Если бы от согласия источника страха что-то зависело!

Отлучённая от Федечки, плакала день и ночь. Кирочка со мной в переговоры не вступала, а к извергу я бы и сама не сунулась.
- Поехали-ка, мать, на даче поживём, - решил Коля, - пусть молодёжь сама похозяйничает, может, поумнеет.
Половину июля и весь август во времянке перетерпели с удобствами на улице. Только брезжить начинало, вставала, Колю собирала, ему к четырём часам на смену в автобусный парк, самой же только к шести в детский сад завтрак готовить. Закутавшись в плед, дрожала то ли от прохлады утренней, то ли от мыслей саднящих. Всё передумала, да не по одному разу.
Вот когда мне аукнулись и роды, и строительство фазендное, всё сами, своими горбами, и работа – минус девять за прошедшие годы с лёгкостью превратились в минус тринадцать. Линзы пришлось в столице заказывать, у нас не брались, но и в них я видела… курица курицей – с пяти шагов лица расплывались, мелочи выпадали начисто, да что там говорить, даже по дому передвигалась, спотыкаясь… 
В начале сентября, когда первые заморозки ударили, мы и вернулись.
Только ничего, ничегошеньки не изменилось.

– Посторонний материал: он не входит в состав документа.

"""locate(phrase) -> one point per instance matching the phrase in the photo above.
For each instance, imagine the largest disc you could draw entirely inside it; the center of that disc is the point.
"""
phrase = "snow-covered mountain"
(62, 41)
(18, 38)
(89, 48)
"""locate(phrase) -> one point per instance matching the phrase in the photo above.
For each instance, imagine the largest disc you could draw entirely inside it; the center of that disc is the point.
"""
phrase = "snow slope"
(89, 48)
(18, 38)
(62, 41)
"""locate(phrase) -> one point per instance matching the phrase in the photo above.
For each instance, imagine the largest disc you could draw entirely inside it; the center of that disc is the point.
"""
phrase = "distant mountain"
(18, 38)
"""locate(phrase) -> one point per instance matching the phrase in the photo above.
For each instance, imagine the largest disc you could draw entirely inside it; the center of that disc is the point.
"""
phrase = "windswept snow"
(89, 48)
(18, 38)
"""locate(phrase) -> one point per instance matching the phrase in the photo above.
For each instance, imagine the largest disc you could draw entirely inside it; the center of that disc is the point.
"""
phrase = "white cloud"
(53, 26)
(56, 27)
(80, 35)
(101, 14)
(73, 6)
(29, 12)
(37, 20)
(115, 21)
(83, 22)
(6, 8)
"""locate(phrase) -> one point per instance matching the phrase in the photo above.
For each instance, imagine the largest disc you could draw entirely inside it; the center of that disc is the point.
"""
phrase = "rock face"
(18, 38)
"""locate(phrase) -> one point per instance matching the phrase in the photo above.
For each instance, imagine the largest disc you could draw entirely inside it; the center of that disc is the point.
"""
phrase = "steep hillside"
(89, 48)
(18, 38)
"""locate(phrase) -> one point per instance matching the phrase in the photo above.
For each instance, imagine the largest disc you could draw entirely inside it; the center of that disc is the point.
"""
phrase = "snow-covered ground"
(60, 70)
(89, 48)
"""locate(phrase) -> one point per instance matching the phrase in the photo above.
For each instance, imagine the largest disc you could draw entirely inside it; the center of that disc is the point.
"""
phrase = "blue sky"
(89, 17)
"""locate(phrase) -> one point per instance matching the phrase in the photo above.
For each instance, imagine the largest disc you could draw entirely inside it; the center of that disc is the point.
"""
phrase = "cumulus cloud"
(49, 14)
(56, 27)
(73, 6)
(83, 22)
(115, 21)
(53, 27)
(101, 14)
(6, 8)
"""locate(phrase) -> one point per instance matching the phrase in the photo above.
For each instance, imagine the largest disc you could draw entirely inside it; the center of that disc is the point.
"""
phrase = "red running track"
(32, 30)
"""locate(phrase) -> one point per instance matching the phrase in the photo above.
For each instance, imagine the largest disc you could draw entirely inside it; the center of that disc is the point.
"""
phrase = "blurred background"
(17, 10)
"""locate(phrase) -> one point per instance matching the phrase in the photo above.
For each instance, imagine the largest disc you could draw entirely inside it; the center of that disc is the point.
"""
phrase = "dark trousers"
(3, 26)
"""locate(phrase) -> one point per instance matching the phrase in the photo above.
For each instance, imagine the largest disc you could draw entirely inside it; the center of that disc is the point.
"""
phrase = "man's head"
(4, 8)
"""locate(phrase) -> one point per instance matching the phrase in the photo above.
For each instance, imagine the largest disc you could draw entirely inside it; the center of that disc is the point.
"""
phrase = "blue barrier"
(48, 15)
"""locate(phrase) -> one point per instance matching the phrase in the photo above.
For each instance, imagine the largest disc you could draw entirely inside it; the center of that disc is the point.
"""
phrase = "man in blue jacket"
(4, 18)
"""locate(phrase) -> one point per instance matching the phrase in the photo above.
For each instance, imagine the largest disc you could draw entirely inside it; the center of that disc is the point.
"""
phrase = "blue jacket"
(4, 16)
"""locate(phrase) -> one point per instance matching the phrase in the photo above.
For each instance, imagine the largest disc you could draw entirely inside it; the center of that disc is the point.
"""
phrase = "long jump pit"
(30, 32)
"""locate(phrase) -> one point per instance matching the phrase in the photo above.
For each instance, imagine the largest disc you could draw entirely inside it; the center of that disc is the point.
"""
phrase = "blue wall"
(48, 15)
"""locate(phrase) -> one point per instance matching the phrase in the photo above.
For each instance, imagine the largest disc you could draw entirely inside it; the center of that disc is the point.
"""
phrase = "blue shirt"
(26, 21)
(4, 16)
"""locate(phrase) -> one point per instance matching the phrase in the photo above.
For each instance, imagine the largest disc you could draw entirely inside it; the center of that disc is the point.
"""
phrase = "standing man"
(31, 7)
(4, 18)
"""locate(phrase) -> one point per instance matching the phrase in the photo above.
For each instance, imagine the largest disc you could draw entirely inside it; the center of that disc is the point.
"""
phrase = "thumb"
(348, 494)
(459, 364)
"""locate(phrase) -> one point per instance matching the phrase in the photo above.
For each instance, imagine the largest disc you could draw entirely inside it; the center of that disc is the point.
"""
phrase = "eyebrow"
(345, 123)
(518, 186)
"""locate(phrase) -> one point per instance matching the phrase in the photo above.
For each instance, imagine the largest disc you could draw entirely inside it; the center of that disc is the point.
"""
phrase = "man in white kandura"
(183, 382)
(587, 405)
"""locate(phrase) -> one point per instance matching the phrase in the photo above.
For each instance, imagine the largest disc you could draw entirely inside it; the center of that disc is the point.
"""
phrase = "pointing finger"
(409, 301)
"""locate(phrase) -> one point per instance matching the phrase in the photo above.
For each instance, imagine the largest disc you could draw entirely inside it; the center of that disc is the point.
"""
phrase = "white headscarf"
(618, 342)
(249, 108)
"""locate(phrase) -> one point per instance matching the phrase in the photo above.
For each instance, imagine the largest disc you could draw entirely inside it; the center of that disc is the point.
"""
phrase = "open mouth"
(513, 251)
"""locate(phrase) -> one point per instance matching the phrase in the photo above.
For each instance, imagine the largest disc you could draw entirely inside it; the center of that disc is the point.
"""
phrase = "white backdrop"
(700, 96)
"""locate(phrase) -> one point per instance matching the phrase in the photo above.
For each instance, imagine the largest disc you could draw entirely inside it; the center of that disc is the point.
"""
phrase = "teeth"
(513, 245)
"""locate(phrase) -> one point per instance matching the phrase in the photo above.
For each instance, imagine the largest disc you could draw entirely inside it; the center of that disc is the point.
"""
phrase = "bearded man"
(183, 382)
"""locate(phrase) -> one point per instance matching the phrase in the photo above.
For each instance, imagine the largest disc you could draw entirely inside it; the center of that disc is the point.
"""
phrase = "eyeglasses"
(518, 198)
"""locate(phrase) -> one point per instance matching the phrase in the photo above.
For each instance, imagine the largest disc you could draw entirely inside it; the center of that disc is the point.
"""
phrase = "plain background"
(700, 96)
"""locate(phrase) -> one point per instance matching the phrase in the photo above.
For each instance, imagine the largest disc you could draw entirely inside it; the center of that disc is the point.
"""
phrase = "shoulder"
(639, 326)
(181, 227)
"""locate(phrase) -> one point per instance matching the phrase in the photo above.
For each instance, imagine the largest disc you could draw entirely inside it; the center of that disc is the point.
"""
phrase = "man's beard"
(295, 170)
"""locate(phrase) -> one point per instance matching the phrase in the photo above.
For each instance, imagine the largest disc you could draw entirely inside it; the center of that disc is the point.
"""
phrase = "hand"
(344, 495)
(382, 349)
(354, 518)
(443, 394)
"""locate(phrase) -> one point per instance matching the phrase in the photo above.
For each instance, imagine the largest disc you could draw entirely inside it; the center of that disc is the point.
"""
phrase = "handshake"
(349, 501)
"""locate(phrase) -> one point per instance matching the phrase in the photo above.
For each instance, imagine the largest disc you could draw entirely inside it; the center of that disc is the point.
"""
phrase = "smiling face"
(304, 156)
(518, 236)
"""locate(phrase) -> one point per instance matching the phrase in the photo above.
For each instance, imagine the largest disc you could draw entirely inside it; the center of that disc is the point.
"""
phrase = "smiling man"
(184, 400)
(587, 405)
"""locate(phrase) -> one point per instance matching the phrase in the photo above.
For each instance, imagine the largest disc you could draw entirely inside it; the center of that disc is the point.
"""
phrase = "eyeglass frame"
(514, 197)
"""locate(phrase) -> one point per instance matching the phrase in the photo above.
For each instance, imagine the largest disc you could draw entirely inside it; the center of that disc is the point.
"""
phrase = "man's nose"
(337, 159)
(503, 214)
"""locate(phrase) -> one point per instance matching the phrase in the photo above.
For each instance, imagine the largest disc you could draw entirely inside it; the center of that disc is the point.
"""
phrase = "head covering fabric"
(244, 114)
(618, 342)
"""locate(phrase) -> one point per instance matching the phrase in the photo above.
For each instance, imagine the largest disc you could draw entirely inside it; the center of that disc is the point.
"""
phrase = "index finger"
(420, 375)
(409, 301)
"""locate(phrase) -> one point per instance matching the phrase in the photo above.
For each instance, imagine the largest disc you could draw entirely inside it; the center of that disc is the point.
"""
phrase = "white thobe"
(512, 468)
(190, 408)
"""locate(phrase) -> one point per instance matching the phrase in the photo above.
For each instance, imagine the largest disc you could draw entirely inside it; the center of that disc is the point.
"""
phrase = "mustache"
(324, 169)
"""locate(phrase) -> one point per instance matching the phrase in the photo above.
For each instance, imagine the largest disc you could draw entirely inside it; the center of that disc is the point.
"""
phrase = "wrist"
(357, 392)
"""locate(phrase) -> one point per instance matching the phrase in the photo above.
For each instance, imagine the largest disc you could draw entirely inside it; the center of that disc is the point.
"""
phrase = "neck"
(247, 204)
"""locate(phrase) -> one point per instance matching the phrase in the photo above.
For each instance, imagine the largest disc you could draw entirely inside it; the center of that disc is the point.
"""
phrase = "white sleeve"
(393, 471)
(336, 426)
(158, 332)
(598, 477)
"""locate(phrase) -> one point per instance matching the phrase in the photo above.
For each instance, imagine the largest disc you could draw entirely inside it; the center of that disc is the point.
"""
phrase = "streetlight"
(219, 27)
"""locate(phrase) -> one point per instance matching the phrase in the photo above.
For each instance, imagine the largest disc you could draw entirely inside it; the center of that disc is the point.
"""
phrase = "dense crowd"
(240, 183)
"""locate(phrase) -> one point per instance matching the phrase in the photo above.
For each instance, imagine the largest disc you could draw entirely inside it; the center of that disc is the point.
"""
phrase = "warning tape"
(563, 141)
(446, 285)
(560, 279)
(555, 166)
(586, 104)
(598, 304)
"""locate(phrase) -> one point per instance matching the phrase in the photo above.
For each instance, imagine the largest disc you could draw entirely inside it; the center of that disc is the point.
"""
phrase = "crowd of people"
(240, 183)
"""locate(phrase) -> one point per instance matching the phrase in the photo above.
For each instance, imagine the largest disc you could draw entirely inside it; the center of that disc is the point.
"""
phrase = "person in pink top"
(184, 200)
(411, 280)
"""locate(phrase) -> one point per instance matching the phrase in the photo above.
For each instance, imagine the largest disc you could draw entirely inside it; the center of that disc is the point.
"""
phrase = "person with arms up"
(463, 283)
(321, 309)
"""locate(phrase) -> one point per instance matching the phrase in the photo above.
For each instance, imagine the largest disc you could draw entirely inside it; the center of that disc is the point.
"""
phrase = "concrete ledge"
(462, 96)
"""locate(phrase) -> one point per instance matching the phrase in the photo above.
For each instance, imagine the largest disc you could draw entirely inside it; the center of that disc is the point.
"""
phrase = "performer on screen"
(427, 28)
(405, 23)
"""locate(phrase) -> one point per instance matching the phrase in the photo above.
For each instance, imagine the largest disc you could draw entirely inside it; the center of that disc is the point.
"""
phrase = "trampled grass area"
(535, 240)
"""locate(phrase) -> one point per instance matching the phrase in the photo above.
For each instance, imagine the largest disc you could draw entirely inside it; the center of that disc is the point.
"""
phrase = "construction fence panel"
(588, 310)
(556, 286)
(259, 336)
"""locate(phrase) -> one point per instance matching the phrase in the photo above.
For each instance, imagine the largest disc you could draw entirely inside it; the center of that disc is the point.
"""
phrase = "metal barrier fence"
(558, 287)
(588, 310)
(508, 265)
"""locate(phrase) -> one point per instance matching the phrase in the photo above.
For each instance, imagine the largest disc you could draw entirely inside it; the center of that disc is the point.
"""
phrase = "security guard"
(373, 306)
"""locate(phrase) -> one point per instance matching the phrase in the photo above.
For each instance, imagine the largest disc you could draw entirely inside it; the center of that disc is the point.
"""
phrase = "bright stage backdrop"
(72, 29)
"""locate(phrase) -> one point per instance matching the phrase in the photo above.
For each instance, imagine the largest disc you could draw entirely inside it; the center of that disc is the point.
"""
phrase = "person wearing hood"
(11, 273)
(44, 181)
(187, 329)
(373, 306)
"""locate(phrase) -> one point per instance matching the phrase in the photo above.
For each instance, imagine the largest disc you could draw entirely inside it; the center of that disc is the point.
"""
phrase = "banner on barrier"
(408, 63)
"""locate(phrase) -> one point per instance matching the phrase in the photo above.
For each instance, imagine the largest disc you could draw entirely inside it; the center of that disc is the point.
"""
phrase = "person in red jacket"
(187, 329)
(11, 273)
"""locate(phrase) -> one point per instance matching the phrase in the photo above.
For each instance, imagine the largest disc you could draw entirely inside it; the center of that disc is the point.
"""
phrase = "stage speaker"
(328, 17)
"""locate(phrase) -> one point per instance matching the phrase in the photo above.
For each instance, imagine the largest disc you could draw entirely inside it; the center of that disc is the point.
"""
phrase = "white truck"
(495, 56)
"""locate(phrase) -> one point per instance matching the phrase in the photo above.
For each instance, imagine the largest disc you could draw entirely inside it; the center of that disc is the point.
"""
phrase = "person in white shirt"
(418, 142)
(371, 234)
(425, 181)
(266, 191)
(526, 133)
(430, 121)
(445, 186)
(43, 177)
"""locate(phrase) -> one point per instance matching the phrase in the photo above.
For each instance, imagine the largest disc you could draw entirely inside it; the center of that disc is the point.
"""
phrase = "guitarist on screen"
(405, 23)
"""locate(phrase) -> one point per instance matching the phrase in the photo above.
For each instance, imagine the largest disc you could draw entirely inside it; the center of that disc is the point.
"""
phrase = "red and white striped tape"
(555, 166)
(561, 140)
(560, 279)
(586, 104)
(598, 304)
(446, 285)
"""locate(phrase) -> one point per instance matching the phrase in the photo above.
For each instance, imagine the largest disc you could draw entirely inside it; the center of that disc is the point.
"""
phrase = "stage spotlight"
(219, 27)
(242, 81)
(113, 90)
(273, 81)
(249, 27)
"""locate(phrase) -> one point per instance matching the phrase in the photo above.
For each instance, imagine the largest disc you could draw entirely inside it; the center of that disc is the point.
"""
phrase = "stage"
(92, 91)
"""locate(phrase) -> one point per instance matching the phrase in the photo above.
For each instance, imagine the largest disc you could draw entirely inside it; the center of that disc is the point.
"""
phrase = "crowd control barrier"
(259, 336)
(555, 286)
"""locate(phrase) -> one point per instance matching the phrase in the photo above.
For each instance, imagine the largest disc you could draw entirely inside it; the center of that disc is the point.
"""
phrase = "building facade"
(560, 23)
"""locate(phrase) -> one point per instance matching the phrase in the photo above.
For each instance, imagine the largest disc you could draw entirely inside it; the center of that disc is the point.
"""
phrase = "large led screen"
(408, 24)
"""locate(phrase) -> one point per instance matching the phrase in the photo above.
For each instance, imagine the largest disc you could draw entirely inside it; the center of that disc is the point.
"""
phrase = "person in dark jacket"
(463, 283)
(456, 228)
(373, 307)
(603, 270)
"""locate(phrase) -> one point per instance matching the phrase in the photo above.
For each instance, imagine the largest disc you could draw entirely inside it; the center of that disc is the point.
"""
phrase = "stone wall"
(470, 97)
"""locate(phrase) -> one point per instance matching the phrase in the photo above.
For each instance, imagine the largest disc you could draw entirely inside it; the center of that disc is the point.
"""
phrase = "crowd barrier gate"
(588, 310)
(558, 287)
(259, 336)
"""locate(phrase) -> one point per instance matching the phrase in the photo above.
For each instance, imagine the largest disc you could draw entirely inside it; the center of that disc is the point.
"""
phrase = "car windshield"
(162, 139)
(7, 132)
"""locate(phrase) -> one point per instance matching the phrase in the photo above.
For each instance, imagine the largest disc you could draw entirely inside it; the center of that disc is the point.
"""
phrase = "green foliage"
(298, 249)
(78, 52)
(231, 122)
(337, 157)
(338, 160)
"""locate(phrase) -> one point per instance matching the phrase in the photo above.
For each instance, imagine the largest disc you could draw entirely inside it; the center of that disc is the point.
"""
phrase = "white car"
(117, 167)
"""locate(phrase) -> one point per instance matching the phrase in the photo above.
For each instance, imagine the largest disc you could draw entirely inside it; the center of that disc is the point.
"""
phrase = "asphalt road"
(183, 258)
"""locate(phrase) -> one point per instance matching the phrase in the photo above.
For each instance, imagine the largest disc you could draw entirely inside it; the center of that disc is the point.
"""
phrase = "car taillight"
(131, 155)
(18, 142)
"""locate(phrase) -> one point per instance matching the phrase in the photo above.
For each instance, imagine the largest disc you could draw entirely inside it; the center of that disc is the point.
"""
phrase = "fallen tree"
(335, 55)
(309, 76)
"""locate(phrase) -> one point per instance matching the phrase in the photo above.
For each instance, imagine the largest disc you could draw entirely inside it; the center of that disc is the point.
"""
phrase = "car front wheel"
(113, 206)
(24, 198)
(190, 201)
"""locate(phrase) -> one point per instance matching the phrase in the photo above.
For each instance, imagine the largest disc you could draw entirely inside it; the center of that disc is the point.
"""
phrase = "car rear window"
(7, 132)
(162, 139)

В один из октябрьских дней встретила я случайно на детской площадке Сашеньку. Не знаю зачем, но окликнула. Она гуляла не одна, следом подошла женщина, приятная и моложавая, слово за слово, познакомились. Бывшая Артёмова тёща оказалась.
- Славная какая Сашенька, - сказала я. – И так на папу похожа.
- Ну, у вас теперь тоже наследник растёт.
- Так-то так, только первые дети всегда на особицу, самые желанные. Просто удивительно, как Артём Сашеньку любит.
- Сашенька его тоже любит.
- Такого отца замечательного грех не любить. И как муж, и как отец – поискать такого. Да, вы сами в курсе, какие сейчас мужчины пошли, с самими нянчиться надо. А уж чужих детей воспитывать, таких героев днём с огнём не отыщешь.
- И не говорите!
- Не понимаю, как ваша дочь Артёма отпустила, или у неё кто-то есть, простите за нескромность.
- Что вы, никого так и не нашла. Каких только глупостей по молодости не совершаем.
- Жалко, что за ошибки родителей дети отвечают. Радуюсь на Кирочку, за Артёмом как за каменной стеной. Кормилец, защитник. Всё у них хорошо… одно меня тревожит.
- А что такое?
- Хотя Федечка, дело ясное, записан на Артёма, но никак брак оформить не соберутся. Странно это.
- Действительно, легкомысленно.
Столкнулась я с Сашенькиной бабушкой ещё пару раз. Она всё об Артёме выспрашивала, вполне резонный интерес, хоть и бывший зять, но не чужой. Да и отчего с хорошим человеком не поговорить.

…А вчера случилось чудо чудное. Сели с Колей ужинать, и Кирочка к нам тулится, давненько ясочка нас так не баловала.
- А ты разве Артёма не будешь ждать?
- Не придёт Артём, - и личиком скривилась, задрожала.
- Как не придёт?!
- Он к бывшей жене вернулся, - и завсхлипывала, затеребила прозрачными пальчиками бахрому скатерти.
Коля стукнул по столу кулаком:
- Вот подонок! Увижу, морду разобью!
Обняла я девочку, глажу по волосам, плечикам, спинке:
- Ш-ш-ш, не надо плакать, дочечка, тебе Федечку кормить. Всё наладится, вот увидишь. А мышонка мы сами поднимем, ш-ш-ш!
Не отстранилась девочка, впервые не отстранилась, приняла мою ласку и поддержку.
Слава Богу, расписаться не успели. Всё к лучшему… к лучшему.